Unifying the process to strip files with problematic copyright from upstream tarballs
Deleting Files using Files-Excluded field in debian/copyright
You can exclude files from a repackaged source tarball by adding a Files-Excluded: pattern field in the debian/copyright format (see also the proposition to update the specification in 685506). The pattern is searched using find -path.
Example debian/copyright file:
Format: http://www.debian.org/doc/packaging-manuals/copyright-format/1.0/ Upstream-Name: Spread Source: https://github.com/phylogeography/SPREAD/downloads Files-Excluded: *.jar release/Mac release/Windows release/tools bin classes .git
(Please also read paragraph below Once we are start removing files below)
Once we are start removing files
The current implementation in the git repository from Andreas Tille does a bit more once repackaging becomes necessary:
Removing VCS cruft from tarball
When repackaging tar --exclude-vcs is used. Usually there is no point in having VCS metainformation in upstream tarballs. It should be depated in a separate thread whether this option should be used unconditionally but the current implementation is that way. So in the example above the specification of .git is redundant because it will be left out anyway.
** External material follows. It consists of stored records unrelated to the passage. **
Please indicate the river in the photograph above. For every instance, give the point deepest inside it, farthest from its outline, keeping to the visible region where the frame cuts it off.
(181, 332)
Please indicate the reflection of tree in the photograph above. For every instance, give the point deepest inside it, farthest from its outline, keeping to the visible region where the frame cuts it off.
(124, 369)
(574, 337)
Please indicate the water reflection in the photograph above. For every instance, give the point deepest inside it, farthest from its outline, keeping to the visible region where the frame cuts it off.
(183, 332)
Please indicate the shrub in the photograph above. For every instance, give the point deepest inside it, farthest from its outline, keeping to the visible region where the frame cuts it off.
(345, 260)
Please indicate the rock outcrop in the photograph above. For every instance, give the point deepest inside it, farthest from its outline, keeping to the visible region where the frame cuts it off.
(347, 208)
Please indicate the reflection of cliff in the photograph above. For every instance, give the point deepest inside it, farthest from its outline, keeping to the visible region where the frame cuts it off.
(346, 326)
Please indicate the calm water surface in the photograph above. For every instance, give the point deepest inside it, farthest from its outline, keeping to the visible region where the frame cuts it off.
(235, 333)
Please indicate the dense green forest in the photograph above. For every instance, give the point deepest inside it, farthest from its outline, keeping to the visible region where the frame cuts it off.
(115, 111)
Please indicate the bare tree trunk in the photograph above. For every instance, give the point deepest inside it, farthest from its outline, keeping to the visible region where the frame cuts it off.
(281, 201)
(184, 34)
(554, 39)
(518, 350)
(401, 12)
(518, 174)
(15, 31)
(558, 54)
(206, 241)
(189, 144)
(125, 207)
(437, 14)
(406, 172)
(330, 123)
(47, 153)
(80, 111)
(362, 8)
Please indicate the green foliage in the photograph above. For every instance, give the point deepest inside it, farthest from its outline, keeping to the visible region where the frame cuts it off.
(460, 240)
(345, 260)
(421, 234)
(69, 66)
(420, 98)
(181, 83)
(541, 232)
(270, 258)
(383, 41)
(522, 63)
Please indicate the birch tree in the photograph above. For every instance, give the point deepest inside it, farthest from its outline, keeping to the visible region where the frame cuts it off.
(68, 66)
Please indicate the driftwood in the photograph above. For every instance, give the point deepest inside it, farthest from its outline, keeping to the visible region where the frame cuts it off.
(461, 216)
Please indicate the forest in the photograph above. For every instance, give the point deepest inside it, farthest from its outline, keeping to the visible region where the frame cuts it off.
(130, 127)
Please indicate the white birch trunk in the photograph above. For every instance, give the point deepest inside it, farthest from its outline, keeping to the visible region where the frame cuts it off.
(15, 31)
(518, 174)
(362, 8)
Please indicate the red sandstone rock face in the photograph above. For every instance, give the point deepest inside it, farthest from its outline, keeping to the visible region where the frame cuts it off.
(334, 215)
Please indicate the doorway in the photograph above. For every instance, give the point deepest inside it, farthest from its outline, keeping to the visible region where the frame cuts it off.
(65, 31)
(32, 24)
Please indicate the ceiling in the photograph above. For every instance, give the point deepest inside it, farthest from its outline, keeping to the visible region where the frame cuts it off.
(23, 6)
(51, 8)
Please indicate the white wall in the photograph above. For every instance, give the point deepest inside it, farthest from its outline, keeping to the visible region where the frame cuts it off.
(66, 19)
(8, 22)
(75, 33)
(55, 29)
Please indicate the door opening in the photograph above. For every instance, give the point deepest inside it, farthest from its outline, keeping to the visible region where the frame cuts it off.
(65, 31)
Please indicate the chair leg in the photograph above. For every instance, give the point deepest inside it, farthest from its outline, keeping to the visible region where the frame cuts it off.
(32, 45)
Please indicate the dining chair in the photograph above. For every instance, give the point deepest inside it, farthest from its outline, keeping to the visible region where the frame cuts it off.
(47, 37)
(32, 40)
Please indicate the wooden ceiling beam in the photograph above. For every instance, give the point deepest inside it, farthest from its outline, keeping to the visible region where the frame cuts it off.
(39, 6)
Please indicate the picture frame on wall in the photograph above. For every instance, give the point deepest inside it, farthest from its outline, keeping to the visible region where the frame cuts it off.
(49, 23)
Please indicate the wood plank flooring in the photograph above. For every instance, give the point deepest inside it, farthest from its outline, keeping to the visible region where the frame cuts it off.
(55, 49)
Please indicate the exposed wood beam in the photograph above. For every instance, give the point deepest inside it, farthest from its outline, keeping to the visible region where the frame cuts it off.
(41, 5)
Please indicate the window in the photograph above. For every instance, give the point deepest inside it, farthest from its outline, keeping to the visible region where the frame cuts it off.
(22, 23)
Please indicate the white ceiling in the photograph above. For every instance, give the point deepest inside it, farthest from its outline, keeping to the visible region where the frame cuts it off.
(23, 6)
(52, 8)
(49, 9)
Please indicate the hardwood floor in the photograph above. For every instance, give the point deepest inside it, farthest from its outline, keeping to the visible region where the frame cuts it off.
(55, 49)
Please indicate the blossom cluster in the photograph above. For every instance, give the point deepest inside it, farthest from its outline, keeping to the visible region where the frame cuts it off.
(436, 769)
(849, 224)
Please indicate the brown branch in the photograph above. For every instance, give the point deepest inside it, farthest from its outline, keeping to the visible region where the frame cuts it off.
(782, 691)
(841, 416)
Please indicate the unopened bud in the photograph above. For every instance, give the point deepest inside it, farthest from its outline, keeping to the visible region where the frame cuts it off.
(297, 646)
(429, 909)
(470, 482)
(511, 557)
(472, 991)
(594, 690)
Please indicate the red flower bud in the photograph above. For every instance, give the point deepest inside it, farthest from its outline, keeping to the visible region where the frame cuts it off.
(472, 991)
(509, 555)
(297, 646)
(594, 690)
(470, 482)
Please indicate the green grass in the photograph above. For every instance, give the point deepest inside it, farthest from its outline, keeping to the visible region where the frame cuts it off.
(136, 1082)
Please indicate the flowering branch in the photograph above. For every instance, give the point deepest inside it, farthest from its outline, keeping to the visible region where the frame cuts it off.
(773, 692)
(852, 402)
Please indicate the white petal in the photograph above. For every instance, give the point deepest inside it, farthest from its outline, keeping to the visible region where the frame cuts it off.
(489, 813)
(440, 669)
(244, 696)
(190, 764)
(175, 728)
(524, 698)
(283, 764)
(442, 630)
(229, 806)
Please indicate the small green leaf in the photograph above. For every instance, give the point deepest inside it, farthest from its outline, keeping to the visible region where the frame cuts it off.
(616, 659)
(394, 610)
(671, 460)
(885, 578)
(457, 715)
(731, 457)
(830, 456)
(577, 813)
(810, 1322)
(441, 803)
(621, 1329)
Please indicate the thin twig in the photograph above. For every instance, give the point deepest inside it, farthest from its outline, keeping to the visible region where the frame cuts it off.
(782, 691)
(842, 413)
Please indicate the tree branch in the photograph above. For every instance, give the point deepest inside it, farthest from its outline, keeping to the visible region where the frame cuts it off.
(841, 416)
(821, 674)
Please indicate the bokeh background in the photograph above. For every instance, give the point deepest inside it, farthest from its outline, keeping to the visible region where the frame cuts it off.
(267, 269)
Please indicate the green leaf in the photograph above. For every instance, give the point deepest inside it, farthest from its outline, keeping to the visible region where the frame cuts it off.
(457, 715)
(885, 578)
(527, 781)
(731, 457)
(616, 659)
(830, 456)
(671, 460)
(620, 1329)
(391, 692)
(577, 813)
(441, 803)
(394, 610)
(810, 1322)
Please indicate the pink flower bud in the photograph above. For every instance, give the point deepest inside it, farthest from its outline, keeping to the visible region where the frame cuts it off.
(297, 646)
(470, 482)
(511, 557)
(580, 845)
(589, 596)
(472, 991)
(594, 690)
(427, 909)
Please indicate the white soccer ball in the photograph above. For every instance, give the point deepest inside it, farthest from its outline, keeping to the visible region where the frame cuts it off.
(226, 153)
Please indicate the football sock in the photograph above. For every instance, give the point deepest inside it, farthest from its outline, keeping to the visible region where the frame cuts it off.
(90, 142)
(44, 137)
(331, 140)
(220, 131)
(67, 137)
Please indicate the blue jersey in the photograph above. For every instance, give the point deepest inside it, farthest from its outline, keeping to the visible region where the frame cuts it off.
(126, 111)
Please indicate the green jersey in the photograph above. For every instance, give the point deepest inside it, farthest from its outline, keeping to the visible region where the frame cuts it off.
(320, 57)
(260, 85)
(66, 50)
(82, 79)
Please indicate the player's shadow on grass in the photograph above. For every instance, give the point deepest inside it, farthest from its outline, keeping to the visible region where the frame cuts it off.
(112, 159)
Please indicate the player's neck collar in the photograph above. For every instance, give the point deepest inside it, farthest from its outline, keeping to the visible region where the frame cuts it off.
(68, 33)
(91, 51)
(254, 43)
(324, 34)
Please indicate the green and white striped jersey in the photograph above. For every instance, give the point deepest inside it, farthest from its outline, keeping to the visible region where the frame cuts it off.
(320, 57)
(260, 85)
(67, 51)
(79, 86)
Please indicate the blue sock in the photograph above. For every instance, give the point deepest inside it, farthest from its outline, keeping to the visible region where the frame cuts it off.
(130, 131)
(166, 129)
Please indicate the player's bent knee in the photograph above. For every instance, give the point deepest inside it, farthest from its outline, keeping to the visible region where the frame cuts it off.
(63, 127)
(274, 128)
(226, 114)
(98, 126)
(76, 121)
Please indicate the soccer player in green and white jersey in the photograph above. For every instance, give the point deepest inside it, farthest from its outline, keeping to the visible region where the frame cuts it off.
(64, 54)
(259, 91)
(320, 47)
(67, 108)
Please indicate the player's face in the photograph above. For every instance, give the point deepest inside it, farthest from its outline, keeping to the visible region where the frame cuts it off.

Specifying better compression method
Rafael Laboissiere extracted a patch that was merged into the private repository of Andreas Tille and submitted a separate bug 730768 to deal with this enhancement.
You can specify a more reasonable compression method using uscan --repack-compression <compression>. You can use xz, bz2, gz, or lzma here. Current default is gz - the author is tempted to turn default to xz.
Considerations about debian/copyright pattern specification
The thread showed that understanding the format is quite difficult. Next revision should explicitely mention that a pattern ending with / or beginning with ./ will never match anything (688481).
Information for developers
Brackets in debian/copyright patterns should be escaped before being passed to find, as they are metacharacters for find but not in debian/copyright. Also, some shell metacharacters should be escaped (consider the "$(evil_command)" pattern). The actual unlink/rmdir actions should be echoed depending on command line options/environment/debug level. All this should be checked once both implementation have been merged.